Brooks brought future notables such as Miami Dolphins running back turned lawyer Eddie Jenkins and former New York City deputy mayor Stanley Grayson to Holy Cross, but his early experiment in affirmative action is as striking for the problems it created as for the students he found. In 1968, African Americans stuck out in Worcester. Many were unprepared for college-level work or felt isolated. Within months, the black students had founded a student union and successfully lobbied for separate housing in what some criticized as a reverse version of Jim Crow.
Though Brooks is Brady’s protagonist, Thomas, who as a Supreme Court justice has opposed affirmative action, is the book’s most fascinating figure. Brooks testified on the justice’s behalf at his 1991 confirmation hearing, but it’s hard to imagine that the priest approves of many of his protege’s opinions. After recounting Thomas’s surprising participation in student strikes, Brady explains the genesis of his later views.

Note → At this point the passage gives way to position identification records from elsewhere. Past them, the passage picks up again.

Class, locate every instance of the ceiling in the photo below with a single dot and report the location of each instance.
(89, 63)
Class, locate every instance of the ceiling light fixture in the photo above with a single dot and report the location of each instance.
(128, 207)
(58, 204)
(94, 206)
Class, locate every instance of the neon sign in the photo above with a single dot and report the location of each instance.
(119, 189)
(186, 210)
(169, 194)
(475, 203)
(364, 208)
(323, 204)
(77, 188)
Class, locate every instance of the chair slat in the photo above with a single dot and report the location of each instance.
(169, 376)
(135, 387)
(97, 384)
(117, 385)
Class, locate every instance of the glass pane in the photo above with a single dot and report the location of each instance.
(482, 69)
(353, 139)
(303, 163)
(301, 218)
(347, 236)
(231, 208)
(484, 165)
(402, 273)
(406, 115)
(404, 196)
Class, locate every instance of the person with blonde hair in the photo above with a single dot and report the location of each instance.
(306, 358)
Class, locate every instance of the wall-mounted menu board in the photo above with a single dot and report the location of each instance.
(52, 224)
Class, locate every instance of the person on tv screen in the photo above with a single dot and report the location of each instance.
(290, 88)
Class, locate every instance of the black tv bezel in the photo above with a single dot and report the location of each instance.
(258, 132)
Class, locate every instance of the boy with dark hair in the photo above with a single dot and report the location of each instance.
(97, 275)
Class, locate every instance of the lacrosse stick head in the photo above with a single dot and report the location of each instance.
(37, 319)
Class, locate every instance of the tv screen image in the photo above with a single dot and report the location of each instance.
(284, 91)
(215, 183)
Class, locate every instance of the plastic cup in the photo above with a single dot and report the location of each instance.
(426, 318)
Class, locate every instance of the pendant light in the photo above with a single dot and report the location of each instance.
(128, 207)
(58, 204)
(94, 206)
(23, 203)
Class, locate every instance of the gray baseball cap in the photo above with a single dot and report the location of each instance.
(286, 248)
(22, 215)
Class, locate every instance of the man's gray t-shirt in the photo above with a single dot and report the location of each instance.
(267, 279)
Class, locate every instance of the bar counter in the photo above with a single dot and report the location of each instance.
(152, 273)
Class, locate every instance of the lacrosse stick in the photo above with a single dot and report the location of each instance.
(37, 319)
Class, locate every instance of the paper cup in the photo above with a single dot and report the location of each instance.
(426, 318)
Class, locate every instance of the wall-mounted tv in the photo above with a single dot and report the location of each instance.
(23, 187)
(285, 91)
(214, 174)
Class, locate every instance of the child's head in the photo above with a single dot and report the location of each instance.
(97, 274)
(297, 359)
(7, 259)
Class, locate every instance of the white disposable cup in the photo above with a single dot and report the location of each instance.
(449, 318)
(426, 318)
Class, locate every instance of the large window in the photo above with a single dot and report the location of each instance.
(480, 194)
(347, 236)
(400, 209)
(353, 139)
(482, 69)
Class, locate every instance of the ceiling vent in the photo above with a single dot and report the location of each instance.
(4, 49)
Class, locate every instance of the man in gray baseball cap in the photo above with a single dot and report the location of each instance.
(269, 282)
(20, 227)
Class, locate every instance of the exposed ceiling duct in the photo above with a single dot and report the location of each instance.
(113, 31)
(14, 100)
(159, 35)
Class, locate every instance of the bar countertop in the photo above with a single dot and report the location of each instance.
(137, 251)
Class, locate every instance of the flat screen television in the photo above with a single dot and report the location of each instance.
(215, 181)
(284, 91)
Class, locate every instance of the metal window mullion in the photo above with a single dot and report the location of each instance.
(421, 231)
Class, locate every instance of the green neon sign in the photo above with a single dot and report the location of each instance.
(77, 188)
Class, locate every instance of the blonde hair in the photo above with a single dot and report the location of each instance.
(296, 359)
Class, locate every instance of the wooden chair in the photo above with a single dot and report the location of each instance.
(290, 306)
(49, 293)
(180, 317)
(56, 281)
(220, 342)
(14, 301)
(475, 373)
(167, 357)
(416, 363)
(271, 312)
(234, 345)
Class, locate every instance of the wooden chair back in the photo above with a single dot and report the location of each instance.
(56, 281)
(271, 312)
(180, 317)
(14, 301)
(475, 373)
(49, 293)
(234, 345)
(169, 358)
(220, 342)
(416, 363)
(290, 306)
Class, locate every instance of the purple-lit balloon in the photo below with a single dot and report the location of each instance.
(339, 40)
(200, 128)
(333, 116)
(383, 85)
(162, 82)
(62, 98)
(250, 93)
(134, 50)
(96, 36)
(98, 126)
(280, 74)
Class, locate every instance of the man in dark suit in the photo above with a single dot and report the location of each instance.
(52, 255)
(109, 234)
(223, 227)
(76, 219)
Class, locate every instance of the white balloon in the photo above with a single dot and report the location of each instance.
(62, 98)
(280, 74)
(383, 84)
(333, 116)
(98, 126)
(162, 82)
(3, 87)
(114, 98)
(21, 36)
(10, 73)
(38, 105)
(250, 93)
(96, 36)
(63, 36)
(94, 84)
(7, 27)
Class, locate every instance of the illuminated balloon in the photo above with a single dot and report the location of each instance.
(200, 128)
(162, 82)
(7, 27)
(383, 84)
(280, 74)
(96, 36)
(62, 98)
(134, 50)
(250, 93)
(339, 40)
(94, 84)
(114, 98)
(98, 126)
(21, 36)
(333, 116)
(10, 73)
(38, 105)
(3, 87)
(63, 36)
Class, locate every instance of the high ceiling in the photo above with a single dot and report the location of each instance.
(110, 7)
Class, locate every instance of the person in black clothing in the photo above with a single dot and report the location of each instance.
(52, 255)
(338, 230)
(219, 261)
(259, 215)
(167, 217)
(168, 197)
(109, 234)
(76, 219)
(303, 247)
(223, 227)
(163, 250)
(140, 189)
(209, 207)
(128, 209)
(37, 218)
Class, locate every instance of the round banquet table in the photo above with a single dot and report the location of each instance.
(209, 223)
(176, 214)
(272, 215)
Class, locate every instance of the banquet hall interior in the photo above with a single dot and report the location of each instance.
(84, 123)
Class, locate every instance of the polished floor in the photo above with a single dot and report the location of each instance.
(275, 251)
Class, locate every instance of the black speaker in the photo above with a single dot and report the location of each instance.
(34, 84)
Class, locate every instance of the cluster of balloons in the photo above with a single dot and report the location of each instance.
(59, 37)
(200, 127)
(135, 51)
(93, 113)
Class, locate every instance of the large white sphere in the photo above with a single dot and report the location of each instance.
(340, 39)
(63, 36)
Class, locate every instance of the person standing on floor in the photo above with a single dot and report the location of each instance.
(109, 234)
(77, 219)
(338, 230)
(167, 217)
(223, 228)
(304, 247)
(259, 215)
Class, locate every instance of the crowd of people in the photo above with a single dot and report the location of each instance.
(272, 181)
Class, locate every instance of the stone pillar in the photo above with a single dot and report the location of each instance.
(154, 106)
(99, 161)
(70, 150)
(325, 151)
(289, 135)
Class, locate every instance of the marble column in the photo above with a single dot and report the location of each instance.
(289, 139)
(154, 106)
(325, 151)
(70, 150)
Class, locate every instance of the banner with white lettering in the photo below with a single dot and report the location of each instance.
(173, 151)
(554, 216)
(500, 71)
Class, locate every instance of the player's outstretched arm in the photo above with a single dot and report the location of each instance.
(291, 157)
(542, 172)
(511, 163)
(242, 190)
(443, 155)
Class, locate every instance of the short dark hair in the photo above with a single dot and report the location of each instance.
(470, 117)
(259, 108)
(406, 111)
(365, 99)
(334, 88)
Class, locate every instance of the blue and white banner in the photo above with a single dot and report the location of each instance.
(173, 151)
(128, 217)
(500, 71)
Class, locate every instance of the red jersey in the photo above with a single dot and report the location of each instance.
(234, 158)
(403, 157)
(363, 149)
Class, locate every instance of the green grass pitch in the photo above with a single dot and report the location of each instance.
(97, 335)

“After receiving a full scholarship to Holy Cross, he went on to reject the belief than any ethnic minority should have the same opportunities that he had received,” she writes. “He felt that instead of being praised for what he had accomplished when given the opportunity, the fact that he had been given an opportunity because of his skin color had overshadowed the accomplishments.”